Politische Folgen des Bombenkrieges
Doch die saudische Einschätzung der iranischen Rolle als Stütze und heimlicher Antreiber der Huthis wirkt als eine sich selbst erfüllende Prophezeiung. Weil die Saudis eine enge Beziehung sehen und fürchten, bekriegen sie die Huthis, und durch ihre Kriegsmassnahmen – in erster Linie die Bombardierungen – bewirken sie, dass die Huthis und die iranische Revolution immer enger zusammenrücken.
Man kann vermuten, dass in Iran die Unterstützung der Huthis vorwiegend ein Anliegen der Revolutionswächter ist. Ihr innenpolitischer Gegenpol, die Regierung Präsident Ruhanis, die eine Normalisierung der iranischen Aussenbeziehungen anstrebt, dürfte vorsichtiger als die Wächter auf die Zusammenarbeit mit den Huthis blicken. Doch den Konkurrenzkampf mit Saudi-Arabien kann der Präsident nicht ganz ignorieren, und der Huthi-Krieg in Jemen gehört in diesen Zusammenhang.

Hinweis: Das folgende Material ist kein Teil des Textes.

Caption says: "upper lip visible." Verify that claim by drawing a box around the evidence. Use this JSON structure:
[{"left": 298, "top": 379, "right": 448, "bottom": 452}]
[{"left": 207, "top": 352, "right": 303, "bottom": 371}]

Je länger der Bombenkrieg dauert, desto mehr wird Iran sich veranlasst sehen, "seine Seite" in diesem Krieg soweit wie möglich zu unterstützen. Die Raketen im Besitz der Huthis dürften eine der Früchte dieser durch den Krieg geförderten und langsam anwachsenden Zusammenarbeit sein. Bis jetzt haben sie sich, wie jene Kämpfer der Hizbullah gegen Israel, als wenig zielsicher erwiesen. Doch der Tag könnte kommen, an dem sie zum ersten Mal ernsthaften Schaden anrichten.